Boris Johnson, London Mayor has today announced an increase in business taxes for all London businesses with revenues in excess of £55,000. The charge will apply from April 2010 across all thirty three London Boroughs. This increase represents the full two pence in the pound increase on business rates he is allowed to levy. The fee, will contribute £4.1 billion towards the £15.9 billion Crossrail commuter line. The levy is scheduled to apply for thirty one years. It will be paid by 46,500 medium and large firms but eighty per cent of London firms will not be charged.
I welcome the empowerment of local politicians to make decisions about the appropriate level of taxation in their area. However, as a London voter I do question the value of a tax hike on London business in a time of economic recession.
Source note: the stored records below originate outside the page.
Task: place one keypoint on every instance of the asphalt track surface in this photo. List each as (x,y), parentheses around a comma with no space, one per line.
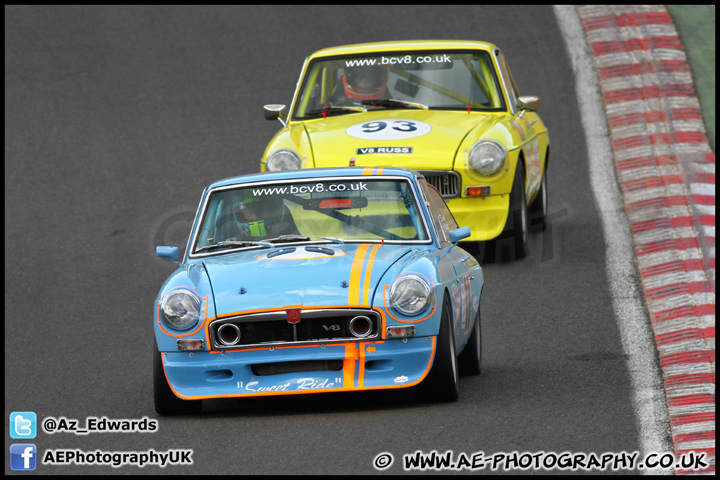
(117,118)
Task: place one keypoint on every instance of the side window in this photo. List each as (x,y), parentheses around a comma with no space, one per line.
(509,81)
(442,219)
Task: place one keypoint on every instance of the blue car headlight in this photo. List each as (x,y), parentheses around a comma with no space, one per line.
(283,159)
(486,158)
(181,309)
(410,294)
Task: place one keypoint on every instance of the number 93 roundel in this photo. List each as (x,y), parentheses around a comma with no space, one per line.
(390,129)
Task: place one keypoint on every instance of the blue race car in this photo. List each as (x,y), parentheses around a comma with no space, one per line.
(320,280)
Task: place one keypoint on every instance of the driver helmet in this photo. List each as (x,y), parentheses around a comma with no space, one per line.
(365,82)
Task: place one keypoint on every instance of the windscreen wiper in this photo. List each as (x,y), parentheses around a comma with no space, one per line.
(336,109)
(304,238)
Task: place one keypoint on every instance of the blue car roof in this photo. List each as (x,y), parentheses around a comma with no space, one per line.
(315,173)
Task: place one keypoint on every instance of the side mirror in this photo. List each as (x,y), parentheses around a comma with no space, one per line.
(275,112)
(459,233)
(168,252)
(530,103)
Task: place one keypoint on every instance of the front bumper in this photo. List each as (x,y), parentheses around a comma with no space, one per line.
(486,216)
(358,366)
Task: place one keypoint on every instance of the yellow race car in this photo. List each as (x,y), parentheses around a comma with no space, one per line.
(447,108)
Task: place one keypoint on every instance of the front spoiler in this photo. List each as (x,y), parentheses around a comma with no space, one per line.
(365,366)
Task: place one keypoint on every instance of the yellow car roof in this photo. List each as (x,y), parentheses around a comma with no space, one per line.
(406,45)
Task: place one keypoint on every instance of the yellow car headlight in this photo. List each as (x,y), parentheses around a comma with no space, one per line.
(283,159)
(486,158)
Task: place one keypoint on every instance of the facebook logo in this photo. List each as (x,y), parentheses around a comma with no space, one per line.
(23,456)
(23,425)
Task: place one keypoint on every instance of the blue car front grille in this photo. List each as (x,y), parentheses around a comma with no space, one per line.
(273,328)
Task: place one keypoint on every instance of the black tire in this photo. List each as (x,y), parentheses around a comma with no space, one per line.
(441,384)
(538,209)
(166,402)
(512,244)
(470,360)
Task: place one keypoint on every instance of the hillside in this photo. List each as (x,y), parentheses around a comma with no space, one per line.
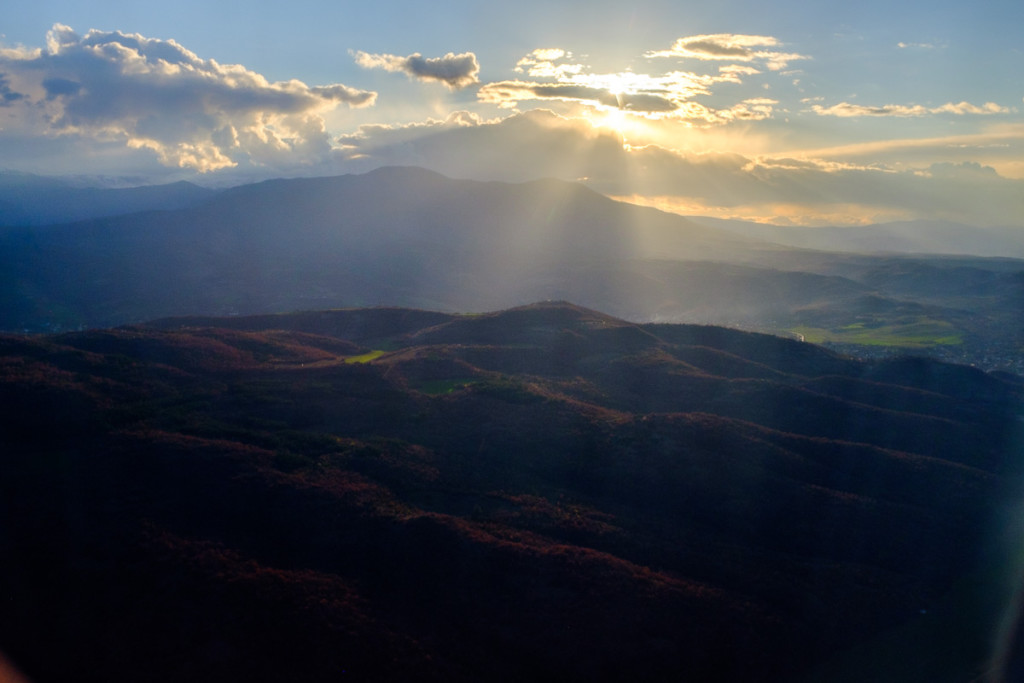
(34,200)
(541,493)
(407,237)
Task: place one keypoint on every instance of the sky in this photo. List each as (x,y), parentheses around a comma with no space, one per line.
(791,113)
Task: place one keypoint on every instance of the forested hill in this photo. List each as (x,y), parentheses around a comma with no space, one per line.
(545,493)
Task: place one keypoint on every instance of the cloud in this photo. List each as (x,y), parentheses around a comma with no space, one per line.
(455,71)
(510,93)
(732,47)
(542,63)
(846,110)
(805,188)
(155,94)
(666,95)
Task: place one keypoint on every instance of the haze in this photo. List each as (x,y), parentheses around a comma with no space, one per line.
(782,114)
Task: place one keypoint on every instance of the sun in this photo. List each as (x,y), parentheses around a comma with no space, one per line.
(616,119)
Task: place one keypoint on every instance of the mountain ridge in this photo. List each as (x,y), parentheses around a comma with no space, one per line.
(411,495)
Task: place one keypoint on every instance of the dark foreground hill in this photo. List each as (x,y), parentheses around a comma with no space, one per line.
(541,494)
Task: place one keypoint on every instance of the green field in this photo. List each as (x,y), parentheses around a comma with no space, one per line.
(366,357)
(916,333)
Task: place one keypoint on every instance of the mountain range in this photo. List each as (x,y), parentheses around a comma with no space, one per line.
(540,493)
(413,238)
(911,237)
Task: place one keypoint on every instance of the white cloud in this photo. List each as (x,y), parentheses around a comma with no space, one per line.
(455,71)
(811,189)
(156,94)
(731,47)
(846,110)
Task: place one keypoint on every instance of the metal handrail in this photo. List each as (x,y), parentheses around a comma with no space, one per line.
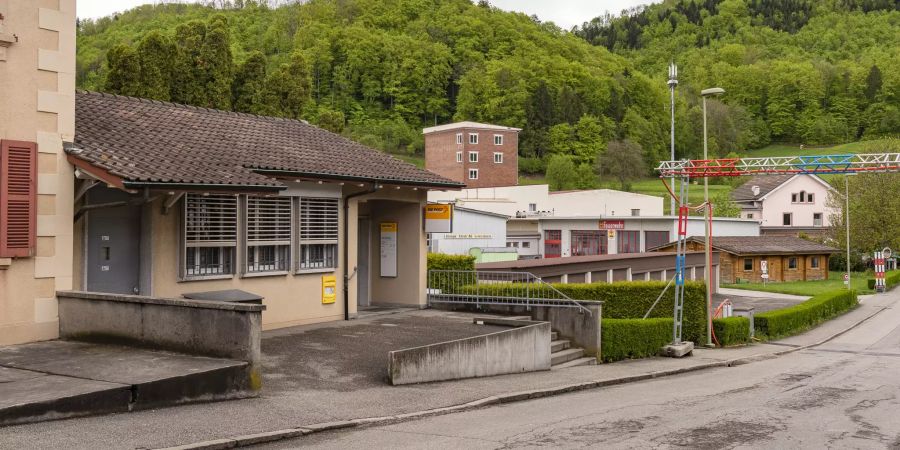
(451,284)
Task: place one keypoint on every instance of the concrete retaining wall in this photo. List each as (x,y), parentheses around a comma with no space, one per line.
(219,329)
(523,349)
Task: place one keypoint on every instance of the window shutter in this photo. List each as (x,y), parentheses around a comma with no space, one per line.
(269,220)
(18,198)
(318,219)
(210,220)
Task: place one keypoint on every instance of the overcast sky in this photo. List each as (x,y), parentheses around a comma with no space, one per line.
(565,13)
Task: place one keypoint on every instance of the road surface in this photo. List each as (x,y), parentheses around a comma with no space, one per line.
(843,394)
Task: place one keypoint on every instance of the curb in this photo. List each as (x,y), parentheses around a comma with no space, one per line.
(512,397)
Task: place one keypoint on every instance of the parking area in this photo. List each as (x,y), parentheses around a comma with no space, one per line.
(347,356)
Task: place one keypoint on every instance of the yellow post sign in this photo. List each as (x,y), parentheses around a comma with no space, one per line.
(329,289)
(438,218)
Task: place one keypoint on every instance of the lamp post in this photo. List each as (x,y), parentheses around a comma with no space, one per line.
(673,81)
(708,93)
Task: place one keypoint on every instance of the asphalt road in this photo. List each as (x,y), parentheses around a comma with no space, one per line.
(843,394)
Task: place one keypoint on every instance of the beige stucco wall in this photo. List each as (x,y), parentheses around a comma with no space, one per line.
(37,104)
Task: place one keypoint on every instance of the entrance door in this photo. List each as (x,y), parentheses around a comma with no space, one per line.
(362,262)
(113,244)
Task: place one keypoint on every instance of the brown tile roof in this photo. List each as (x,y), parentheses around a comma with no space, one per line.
(766,183)
(764,245)
(149,142)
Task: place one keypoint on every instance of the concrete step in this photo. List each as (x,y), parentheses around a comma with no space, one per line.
(566,355)
(559,345)
(585,361)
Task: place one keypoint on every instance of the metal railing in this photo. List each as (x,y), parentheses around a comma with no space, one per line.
(495,288)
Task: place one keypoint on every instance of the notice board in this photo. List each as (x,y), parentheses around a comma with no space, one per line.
(389,249)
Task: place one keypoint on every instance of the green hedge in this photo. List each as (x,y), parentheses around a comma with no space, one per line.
(794,319)
(631,300)
(732,331)
(633,338)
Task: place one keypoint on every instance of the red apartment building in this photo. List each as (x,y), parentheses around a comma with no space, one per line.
(477,154)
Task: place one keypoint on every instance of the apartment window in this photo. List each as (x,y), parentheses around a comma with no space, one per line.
(653,239)
(210,235)
(318,233)
(268,234)
(552,243)
(588,242)
(629,241)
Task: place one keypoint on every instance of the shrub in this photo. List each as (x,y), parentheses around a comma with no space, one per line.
(631,300)
(732,331)
(633,338)
(794,319)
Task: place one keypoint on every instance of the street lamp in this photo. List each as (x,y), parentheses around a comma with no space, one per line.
(708,93)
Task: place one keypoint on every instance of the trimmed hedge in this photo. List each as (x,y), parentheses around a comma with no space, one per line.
(794,319)
(732,331)
(633,338)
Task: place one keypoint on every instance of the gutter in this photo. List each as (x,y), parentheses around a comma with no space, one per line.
(346,201)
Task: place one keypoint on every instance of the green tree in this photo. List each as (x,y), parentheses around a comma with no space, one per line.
(624,161)
(156,54)
(124,72)
(561,174)
(249,88)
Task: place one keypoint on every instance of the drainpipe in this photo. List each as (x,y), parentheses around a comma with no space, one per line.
(346,200)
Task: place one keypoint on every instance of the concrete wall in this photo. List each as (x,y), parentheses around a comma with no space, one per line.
(779,201)
(575,324)
(37,104)
(470,229)
(217,329)
(523,349)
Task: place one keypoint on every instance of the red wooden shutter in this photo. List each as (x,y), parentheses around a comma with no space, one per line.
(18,198)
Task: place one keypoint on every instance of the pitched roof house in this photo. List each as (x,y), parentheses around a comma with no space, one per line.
(176,199)
(786,204)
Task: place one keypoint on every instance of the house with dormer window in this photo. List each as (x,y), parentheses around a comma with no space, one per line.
(786,204)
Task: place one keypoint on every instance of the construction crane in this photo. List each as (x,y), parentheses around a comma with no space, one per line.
(688,169)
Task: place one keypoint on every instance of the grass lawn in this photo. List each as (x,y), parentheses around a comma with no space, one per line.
(835,281)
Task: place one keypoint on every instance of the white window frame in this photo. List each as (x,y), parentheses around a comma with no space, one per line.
(318,232)
(209,227)
(268,226)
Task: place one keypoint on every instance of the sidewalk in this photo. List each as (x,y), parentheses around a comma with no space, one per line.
(299,409)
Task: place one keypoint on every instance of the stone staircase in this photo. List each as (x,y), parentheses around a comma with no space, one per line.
(563,355)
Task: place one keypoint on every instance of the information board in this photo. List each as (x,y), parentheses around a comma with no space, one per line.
(389,249)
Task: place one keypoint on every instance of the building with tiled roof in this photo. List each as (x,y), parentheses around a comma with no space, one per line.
(174,200)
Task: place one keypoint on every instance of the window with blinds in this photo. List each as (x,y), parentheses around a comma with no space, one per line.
(210,235)
(318,233)
(268,234)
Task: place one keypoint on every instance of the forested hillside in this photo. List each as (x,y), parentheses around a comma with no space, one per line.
(380,70)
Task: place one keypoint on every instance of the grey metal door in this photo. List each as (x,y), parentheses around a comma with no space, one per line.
(113,243)
(362,263)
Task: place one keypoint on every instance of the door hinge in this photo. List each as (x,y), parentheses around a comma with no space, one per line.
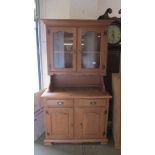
(105,32)
(103,133)
(103,67)
(50,65)
(48,133)
(105,112)
(48,31)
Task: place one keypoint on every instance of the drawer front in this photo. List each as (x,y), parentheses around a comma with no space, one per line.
(91,103)
(60,103)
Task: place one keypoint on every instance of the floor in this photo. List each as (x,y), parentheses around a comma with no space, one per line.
(74,149)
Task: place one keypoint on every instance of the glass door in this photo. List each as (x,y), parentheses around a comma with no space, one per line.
(90,51)
(62,47)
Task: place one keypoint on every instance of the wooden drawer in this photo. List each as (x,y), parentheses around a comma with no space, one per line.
(60,103)
(91,103)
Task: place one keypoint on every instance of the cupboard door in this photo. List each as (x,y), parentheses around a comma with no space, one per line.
(92,123)
(91,51)
(61,49)
(60,123)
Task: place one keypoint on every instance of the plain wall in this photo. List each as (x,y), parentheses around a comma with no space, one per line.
(71,9)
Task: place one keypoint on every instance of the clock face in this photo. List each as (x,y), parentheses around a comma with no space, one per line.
(114,34)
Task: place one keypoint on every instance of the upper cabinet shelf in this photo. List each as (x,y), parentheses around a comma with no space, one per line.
(77,45)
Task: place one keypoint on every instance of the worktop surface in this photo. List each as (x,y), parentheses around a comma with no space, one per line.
(76,93)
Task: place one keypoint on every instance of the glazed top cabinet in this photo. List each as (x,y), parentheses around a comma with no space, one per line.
(77,45)
(76,103)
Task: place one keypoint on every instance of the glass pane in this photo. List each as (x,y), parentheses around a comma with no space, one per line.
(63,49)
(90,49)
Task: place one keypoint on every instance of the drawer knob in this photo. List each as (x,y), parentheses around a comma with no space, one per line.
(60,103)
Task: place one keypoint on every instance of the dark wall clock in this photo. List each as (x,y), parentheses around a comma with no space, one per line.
(114,33)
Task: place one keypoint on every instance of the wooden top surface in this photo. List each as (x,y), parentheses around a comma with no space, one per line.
(67,93)
(76,22)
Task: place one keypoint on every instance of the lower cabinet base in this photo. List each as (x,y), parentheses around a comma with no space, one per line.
(75,141)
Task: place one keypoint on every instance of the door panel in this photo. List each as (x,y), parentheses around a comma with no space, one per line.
(90,49)
(62,49)
(61,123)
(91,122)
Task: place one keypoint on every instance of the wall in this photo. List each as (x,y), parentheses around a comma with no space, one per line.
(71,9)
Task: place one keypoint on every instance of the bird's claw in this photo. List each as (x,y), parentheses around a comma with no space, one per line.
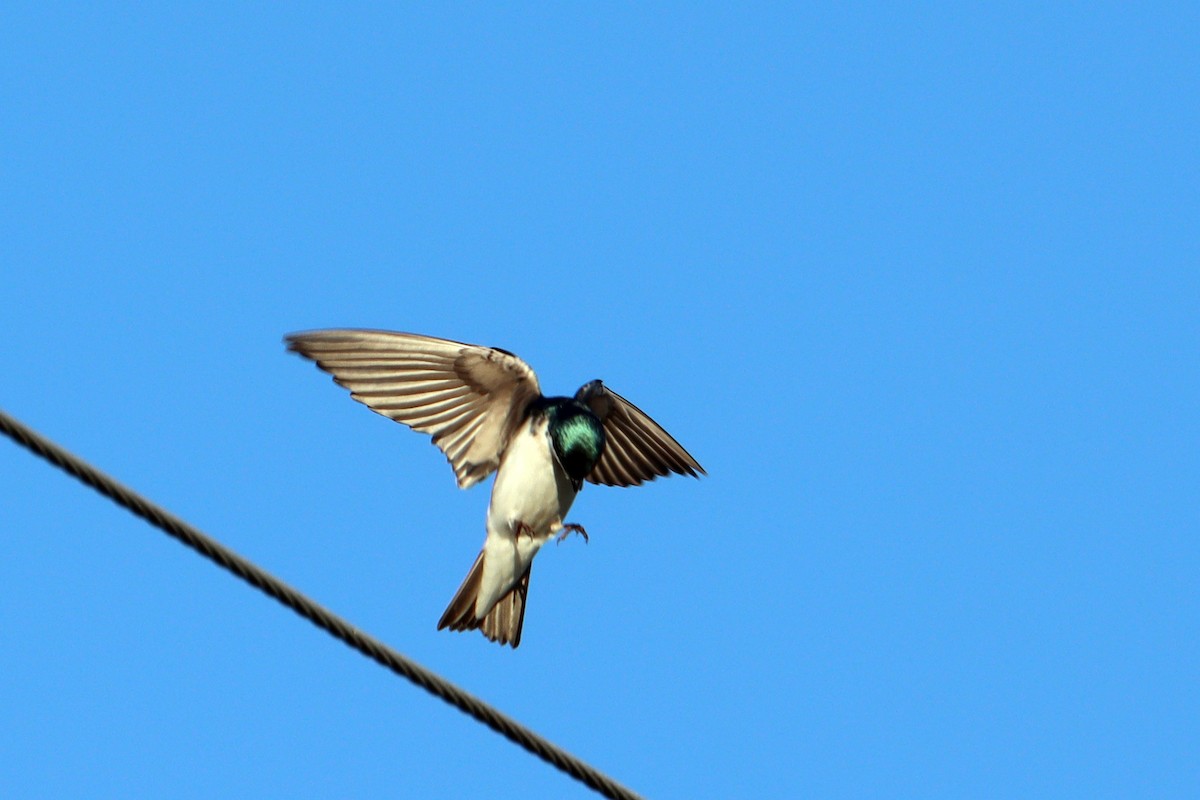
(571,528)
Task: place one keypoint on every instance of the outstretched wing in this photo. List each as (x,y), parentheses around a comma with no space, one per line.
(636,447)
(471,398)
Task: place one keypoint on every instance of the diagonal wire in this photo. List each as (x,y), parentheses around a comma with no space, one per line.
(318,615)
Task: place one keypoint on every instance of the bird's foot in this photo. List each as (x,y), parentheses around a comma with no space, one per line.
(571,528)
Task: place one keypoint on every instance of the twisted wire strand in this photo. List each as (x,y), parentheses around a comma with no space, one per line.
(313,612)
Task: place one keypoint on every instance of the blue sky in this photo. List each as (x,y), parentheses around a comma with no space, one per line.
(917,284)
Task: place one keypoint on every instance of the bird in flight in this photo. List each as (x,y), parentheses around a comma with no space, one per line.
(485,410)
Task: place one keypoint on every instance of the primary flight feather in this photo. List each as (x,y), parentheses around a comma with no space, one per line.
(486,413)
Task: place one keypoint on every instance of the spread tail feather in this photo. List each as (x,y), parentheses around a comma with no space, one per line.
(503,623)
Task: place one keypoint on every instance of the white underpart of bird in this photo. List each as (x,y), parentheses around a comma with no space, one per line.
(485,410)
(531,498)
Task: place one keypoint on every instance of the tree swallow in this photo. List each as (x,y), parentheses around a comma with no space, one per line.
(486,413)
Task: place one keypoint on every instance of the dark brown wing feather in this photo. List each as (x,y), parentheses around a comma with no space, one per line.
(471,398)
(636,447)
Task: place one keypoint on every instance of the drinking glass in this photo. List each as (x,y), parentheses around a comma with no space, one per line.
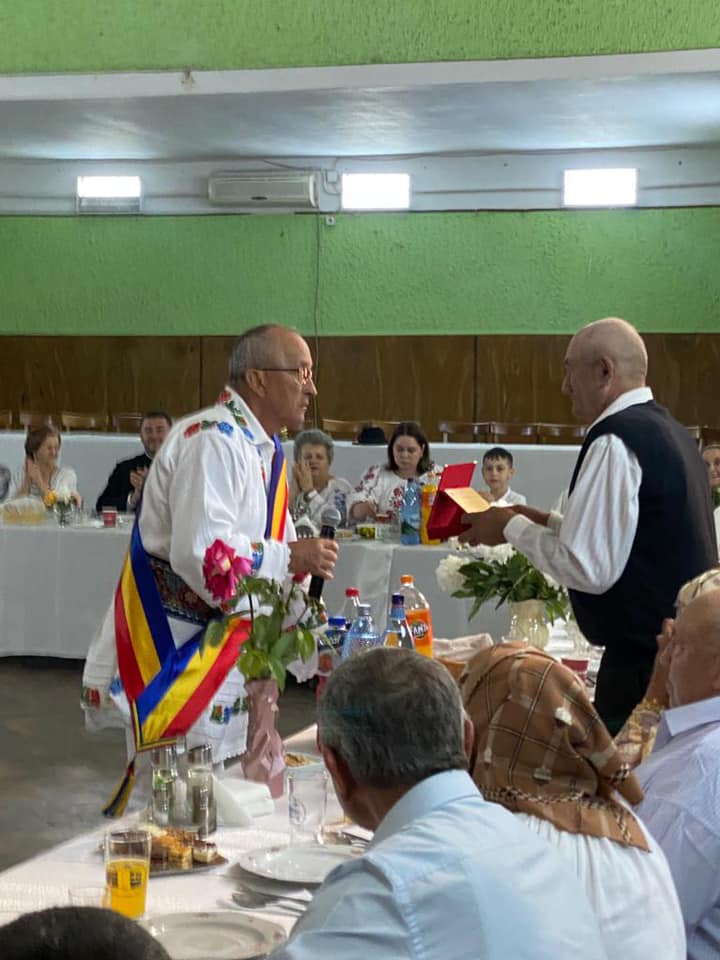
(307,798)
(127,865)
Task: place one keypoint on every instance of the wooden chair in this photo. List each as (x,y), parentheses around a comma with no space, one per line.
(512,432)
(476,432)
(346,429)
(83,421)
(561,433)
(127,422)
(30,419)
(709,435)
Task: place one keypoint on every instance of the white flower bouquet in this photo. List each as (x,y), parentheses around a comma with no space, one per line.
(483,573)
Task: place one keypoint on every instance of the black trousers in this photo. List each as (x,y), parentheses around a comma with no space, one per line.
(618,690)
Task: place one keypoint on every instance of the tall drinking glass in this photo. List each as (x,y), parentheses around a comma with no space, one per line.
(127,865)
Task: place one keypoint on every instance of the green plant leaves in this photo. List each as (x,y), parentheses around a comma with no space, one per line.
(511,580)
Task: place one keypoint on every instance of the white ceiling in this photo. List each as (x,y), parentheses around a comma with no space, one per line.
(427,115)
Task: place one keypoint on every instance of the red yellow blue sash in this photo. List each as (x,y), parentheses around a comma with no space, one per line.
(167,687)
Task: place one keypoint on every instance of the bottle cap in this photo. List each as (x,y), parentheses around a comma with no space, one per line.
(201,755)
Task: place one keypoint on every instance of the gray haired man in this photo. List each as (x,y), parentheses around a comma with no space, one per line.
(447,875)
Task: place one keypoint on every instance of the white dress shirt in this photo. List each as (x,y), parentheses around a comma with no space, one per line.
(681,781)
(588,548)
(630,890)
(448,876)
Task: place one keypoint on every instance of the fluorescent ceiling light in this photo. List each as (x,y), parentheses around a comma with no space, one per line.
(108,187)
(375,191)
(600,188)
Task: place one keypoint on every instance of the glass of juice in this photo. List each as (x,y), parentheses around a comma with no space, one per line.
(127,865)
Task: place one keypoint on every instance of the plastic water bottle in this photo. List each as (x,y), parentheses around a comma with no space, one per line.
(417,610)
(362,633)
(397,632)
(330,646)
(410,514)
(350,605)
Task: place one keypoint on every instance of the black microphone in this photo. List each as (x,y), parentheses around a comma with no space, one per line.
(329,519)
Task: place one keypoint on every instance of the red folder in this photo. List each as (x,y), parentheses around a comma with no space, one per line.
(455,497)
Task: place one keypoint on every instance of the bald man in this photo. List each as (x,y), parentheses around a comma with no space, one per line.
(638,522)
(681,777)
This increase comes on top of the fare increases the mayor has already announced in the cost of bus and tube travel in London this year.
I accept that the Mayor faced a deficit in Transport for London (TFL) finances inherited from the last administration. A deficit he attributes to the decision of the former Mayor Ken Livingstone to hold down tube fares in the year before the 2008 Mayoral election (a decision which Boris Johnson describes as ‘cynical’). However, there are better ways of reducing the deficit and funding necessary capital expenditure than increasing taxes.
In 2010/11 the London Mayor has discretion over a £126.1 million budget and oversight over a budget of £3.25 billion. The savings Boris Johnson identified in 2009 were welcome but they amount to less than ten per cent of his budget (£7.5 million per annum). Instead of increasing taxes on business and charges on commuters perhaps the Mayor could consider the following:
- Further cutting the costs of running City Hall.
- Funding Crossrail through private investment and having it run as a private enterprise.
- Identifying assets which could be privatised to raise the necessary funds.
In the interests of fairness Harry Phibbs at ConservativeHome has listed 100 achievements of Boris Johnson since the latter became Mayor which readers may be interested in.
The views expressed above are my own and do not reflect the corporate policy of the LGiU or its component members.